Chinese help to embalm body of Cambodian king Norodom Sihanouk
Process to preserve Norodom Sihanouk's body similar to one used for Mao Zedong
Cambodia has begun preparations to embalm former king Norodom Sihanouk, who will lie in state at the Royal Palace for three months ahead of a lavish funeral, a royal aide said.
Chinese experts are helping with the process, which is expected to be similar to the one used to preserve the body of Mao Zedong in the 1970s, according to Sihanouk's assistant Prince Sisowath Thomico. "Now the doctors, the scientists are just preparing the body of the king to preserve it," Thomico said.
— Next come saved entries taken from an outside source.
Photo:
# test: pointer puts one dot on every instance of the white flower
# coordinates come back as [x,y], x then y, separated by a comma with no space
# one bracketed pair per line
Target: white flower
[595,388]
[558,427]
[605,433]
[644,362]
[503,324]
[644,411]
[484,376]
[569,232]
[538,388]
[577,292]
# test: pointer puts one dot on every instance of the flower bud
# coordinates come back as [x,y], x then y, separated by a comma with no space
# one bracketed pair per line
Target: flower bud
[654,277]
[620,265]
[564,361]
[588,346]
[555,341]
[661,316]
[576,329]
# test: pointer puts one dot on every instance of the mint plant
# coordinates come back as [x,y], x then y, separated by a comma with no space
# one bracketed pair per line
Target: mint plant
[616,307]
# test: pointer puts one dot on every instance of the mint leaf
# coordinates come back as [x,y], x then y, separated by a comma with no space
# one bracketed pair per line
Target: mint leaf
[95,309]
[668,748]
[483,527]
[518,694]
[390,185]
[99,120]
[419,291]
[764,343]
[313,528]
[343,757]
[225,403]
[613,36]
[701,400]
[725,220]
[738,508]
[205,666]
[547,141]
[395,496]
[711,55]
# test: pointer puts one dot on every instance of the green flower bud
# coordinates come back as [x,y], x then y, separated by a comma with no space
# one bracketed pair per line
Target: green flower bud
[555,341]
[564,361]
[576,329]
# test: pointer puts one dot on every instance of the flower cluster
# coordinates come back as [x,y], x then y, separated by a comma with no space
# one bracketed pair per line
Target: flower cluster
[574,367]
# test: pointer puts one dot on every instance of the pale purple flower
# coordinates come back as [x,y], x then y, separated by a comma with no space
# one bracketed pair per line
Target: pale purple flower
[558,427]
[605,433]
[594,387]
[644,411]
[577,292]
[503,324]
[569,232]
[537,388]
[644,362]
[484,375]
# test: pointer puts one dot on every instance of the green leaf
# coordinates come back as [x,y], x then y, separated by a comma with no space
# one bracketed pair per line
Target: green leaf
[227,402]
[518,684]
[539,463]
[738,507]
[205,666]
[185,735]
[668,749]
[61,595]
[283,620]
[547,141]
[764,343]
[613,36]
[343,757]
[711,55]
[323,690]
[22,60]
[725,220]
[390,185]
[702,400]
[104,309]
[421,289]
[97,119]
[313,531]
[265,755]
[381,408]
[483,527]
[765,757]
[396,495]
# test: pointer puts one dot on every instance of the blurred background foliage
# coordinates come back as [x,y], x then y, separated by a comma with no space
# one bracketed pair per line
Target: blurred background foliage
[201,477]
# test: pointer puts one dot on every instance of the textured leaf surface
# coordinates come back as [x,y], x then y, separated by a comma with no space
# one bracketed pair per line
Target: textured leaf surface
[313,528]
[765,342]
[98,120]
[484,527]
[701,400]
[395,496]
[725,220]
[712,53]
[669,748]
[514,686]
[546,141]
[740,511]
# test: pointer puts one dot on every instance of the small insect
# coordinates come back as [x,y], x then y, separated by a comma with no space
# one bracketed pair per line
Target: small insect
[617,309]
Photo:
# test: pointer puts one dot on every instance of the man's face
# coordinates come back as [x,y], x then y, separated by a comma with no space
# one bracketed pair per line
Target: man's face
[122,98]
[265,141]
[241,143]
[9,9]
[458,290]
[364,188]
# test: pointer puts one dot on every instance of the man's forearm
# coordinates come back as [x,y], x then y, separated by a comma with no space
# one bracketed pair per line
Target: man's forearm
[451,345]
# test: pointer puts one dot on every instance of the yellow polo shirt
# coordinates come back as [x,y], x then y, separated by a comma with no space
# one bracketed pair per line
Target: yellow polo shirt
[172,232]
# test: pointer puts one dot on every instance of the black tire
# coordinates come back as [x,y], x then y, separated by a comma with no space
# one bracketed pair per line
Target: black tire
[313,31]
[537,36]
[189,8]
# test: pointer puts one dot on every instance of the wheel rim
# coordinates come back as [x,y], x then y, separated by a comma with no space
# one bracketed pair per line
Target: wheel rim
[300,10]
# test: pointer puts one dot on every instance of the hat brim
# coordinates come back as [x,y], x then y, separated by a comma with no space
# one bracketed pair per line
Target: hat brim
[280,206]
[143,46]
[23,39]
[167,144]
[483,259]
Hundreds of thousands of mourners packed the streets of Phnom Penh on Wednesday to witness Sihanouk's final journey home from Beijing where he died on Monday of a heart attack, aged 89.
Throughout the months that Sihanouk's body will be on view at the palace before it is cremated, groups of relatives will take turns to sit with him, ensuring that the late royal is never alone, according to his aide.
The same custom was followed in 1960 when Sihanouk's father and king, Norodom Suramarit, died.
The prime ministers of Vietnam and Laos are expected to visit the palace today to pay respects to Sihanouk, who navigated his country through turbulent decades of war, genocide and then peace. It is unclear when the doors will open to the public.
Grieving Cambodians have flocked to a park outside the royal palace since Monday to pay tribute to the popular former monarch with flowers, candles and incense sticks.
Street vendors were doing brisk business yesterday selling freshly printed photos of Sihanouk's homecoming procession and T-shirts emblazoned with his portrait.
Sihanouk, who abdicated in 2004 citing old age and ill health, is fondly remembered for leading the country to independence from France and through a rare period of political stability in the 1950s and 1960s.
But he was also a shrewd political survivor who repeatedly backed different regimes, including the murderous Khmer Rouge whose 1975-79 reign left up to two million people dead, including five of Sihanouk's 14 children.